UBC Theses and Dissertations
Child development among Ecuadorian children aged three to five born from intended and unintended pregnancies : a health equity analysis Delgado, Jorge Andrés
This thesis is focused on characterizing differences in developmental outcomes among children born from intended and unintended pregnancies aged three to five. The Sustainable Development Goals have a specific target to “ensure that all girls and boys have access to quality early childhood development” by 2030. There is sparse literature regarding the impact of pregnancy intention (wantedness and timing) or planning on child development, and less so about differential impacts by ethnicity, income, or sex at birth. The research chapters of this thesis consist of two studies: First, we conducted a scoping review to summarize the evidence comparing the developmental outcomes of children from unwanted, unplanned, or mistimed (‘it happened too soon’ or ‘too late’) pregnancies to those of children from wanted or planned pregnancies. We identified 8 “cohorts” with information on approximately 39,000 children born mostly in developed countries. Overall, unwanted/unplanned pregnancies were associated with poorer child development when compared with wanted/planned pregnancies. Mistimed (sometimes classified as delayed) pregnancies correlated with weaker effects in the same direction.
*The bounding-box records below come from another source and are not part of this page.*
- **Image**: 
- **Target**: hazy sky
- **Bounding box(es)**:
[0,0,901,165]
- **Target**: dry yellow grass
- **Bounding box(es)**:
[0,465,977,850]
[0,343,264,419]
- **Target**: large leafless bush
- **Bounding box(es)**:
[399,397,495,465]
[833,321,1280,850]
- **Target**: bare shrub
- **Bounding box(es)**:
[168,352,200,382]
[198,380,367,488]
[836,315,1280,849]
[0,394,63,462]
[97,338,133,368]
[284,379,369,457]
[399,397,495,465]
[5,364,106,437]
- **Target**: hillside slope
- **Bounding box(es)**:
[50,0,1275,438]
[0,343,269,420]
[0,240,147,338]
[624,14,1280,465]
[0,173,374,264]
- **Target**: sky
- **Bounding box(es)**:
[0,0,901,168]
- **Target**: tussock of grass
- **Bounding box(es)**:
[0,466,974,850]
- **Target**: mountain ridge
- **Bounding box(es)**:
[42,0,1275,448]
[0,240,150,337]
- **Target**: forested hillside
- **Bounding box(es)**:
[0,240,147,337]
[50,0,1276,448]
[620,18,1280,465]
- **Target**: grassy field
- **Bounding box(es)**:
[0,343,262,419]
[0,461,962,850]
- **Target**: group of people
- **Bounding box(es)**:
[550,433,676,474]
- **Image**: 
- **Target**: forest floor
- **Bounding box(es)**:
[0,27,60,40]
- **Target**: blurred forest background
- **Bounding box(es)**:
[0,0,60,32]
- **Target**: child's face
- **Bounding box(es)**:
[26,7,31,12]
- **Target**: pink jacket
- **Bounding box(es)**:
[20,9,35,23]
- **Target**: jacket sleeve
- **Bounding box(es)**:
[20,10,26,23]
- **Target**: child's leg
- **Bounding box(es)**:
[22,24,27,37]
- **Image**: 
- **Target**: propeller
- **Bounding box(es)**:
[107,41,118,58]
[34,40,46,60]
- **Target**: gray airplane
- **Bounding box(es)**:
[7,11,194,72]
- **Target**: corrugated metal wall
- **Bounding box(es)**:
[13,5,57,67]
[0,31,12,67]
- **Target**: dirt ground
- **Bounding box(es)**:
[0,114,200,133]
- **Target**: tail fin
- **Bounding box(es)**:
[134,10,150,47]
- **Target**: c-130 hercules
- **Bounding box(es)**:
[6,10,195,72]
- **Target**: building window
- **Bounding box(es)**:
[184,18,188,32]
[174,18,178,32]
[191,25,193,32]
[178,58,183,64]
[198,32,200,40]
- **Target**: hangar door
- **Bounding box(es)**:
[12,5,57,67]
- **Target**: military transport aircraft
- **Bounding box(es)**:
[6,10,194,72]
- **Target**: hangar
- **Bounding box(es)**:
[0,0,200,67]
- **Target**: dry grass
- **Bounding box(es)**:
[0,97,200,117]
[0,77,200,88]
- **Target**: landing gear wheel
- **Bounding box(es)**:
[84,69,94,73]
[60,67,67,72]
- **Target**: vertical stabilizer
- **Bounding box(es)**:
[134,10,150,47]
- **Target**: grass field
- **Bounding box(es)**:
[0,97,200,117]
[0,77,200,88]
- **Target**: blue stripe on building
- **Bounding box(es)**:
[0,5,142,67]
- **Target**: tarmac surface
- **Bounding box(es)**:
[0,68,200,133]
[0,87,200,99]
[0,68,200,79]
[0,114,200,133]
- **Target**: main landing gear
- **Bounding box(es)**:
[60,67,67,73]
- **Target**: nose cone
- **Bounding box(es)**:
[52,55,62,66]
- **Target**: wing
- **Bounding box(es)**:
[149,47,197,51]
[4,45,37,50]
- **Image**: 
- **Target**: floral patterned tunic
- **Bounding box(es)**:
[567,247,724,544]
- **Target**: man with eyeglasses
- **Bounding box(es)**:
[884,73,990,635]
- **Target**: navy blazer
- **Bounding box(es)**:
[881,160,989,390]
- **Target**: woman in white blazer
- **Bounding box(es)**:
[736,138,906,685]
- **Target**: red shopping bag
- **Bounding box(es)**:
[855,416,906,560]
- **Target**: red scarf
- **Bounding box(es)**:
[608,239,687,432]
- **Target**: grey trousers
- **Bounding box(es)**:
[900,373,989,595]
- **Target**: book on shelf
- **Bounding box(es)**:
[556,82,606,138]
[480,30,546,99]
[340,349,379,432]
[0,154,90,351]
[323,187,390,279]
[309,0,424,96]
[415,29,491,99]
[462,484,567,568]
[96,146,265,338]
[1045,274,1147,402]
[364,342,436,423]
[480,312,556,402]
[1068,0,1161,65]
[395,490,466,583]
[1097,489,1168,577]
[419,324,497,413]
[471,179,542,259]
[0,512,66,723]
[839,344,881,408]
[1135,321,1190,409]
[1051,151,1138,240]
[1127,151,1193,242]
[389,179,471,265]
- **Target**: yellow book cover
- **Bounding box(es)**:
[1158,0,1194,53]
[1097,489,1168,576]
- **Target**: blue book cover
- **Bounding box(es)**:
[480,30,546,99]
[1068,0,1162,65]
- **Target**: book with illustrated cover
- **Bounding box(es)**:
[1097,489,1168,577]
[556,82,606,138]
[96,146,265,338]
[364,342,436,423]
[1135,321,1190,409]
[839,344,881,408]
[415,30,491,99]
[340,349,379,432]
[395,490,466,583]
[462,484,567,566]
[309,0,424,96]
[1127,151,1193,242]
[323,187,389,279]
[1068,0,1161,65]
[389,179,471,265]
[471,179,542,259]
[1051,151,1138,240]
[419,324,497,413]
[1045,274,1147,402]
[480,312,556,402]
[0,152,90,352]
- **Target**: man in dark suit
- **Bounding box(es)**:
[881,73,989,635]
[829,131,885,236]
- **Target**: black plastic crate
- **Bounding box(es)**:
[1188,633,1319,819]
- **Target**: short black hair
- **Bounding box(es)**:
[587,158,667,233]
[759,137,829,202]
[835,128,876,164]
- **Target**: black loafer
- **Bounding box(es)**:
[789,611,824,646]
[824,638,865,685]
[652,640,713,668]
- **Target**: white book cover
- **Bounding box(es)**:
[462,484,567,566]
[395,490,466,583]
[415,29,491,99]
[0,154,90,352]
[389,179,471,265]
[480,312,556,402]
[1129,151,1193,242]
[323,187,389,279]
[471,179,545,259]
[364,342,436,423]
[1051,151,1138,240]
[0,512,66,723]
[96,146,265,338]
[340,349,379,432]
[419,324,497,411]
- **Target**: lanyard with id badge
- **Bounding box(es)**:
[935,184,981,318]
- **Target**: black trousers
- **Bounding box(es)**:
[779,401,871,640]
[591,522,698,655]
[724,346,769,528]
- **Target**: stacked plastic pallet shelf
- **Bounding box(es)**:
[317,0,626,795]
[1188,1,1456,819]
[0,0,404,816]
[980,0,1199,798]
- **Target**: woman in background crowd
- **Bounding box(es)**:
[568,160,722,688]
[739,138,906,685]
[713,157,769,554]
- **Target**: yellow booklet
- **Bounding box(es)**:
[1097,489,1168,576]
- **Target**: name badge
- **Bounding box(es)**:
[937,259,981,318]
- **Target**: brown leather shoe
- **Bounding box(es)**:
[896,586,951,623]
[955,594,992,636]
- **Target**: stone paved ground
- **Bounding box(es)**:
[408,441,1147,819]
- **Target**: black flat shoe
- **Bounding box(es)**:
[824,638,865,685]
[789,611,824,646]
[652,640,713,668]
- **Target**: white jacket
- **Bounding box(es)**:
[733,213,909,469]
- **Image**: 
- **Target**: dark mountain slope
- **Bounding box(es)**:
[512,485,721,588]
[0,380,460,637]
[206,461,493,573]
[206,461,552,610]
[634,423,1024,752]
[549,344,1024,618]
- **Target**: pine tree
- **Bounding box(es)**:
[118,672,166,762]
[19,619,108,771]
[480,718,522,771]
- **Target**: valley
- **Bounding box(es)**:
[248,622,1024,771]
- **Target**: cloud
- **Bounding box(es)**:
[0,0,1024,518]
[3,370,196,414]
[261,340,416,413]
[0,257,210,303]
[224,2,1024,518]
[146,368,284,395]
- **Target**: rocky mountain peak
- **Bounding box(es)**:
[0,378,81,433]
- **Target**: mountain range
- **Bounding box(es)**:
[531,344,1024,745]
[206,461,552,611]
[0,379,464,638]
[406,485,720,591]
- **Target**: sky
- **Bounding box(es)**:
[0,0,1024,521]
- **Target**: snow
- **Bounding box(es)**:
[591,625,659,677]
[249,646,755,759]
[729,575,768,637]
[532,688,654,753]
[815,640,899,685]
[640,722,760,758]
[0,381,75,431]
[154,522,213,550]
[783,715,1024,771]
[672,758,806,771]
Second, we estimated the effect of unintended pregnancy on early childhood development in Ecuadorian children aged three to five, participating in the latest National Health and Nutrition Survey (2018) using a design-based regression model, stratified by ethnicity, sex at birth, and socioeconomic status. We also estimated to what extent eliminating unintended pregnancy would close the gap among the most privileged (i.e., high-income, white/mestizo, males) and other groups of each stratum. Among 6,687 observations representing 620,625 Ecuadorian children, unintended pregnancy was associated with 33% higher risk of inadequate development (RR: 1.33; 95% CI: 1.06; 1.64) after adjusting for available confounders. Black/montubio children were the most affected (RR: 2.78; 95% CI: 1.72; 3.85). These results suggest that these ethnic groups, along with low-income households, might benefit the most from interventions that support intended pregnancy. Together, the studies in this thesis underline the importance of policies that create environments supportive of wanted conception and access to safe abortion to reach the target for sustainable development goal 4, related to child development. In Ecuador, these interventions are particularly important for black/montubio and low-income populations.